The lower court seems to emphasize the importance of preserving the family group and concludes that it would be best for the four children if they were maintained together under the mother’s guidance. This conclusion is correct only if the means of maintenance, the environment, and the emotions of the children are conducive to a happy family relationship. Sometimes a large group of children renders their maintenance difficult. In the present case it is not difficult to foresee also that, if this matter is resolved in the way the lower court resolved it, there will be continuing conflicts between the parents. Undoubtedly these will have a harmful effect upon the children. Everything else being equal, serenity and contentment should, in my opinion, determine the outcome of this case.
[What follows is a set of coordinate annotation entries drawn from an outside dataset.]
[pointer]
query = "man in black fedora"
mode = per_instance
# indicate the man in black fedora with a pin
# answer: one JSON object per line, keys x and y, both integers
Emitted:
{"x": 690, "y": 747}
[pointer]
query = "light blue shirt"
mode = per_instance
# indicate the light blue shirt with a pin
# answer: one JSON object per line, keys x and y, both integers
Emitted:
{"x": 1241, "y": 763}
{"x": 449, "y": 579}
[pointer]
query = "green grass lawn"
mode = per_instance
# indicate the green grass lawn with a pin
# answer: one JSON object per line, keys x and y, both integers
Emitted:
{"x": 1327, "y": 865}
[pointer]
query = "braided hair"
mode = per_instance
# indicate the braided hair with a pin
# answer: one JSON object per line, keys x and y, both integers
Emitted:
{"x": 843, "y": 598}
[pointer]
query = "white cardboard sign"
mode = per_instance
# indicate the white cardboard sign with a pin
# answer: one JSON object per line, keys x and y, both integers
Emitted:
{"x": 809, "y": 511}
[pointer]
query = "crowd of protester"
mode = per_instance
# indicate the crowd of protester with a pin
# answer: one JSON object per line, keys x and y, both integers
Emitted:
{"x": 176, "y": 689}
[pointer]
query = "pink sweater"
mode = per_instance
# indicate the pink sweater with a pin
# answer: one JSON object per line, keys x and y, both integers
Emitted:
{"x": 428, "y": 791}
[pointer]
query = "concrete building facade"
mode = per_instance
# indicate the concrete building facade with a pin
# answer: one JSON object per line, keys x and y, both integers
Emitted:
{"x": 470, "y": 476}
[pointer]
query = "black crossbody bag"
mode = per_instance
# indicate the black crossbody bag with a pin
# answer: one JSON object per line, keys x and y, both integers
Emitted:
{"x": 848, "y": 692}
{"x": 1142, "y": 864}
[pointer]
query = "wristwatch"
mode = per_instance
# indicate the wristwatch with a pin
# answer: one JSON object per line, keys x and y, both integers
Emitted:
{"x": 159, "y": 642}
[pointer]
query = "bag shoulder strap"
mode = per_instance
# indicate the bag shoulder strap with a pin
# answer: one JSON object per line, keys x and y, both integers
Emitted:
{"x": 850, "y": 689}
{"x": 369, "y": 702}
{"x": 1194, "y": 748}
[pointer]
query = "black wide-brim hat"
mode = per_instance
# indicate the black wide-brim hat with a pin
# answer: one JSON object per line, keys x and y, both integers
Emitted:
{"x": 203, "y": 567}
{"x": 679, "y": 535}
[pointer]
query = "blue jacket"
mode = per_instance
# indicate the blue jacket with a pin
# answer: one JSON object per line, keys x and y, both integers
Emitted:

There is nothing in the record, so far as I have been able to determine, and nothing in the opinion of the lower court that indicates in any way that this father is unfit to maintain his two sons, unable to do so, or disinterested in assuming the responsibility for their maintenance and education. His bizarre actions in the conduct of his case in the lower court, in his efforts to determine the activities of the wife before they separated, and in retrieving the two children after they had been taken by the mother from his home were undoubtedly caused by a suspicion of infidelity on the part of his wife which inflamed his emotions and clouded his judgment. Although his actions are not to be approved, they should be viewed with understanding because there was some justification for his suspicion of an improper relationship between the mother and a man who was employed in their joint business. The lower court stated, “An improper friendship did exist with the employe, but the proof fell short of establishing an adulterous relationship.” A suspicion of infidelity can cause great mental and emotional disturbance leading to strange and abnormal reactions, especially when the suspicion has some basis in fact.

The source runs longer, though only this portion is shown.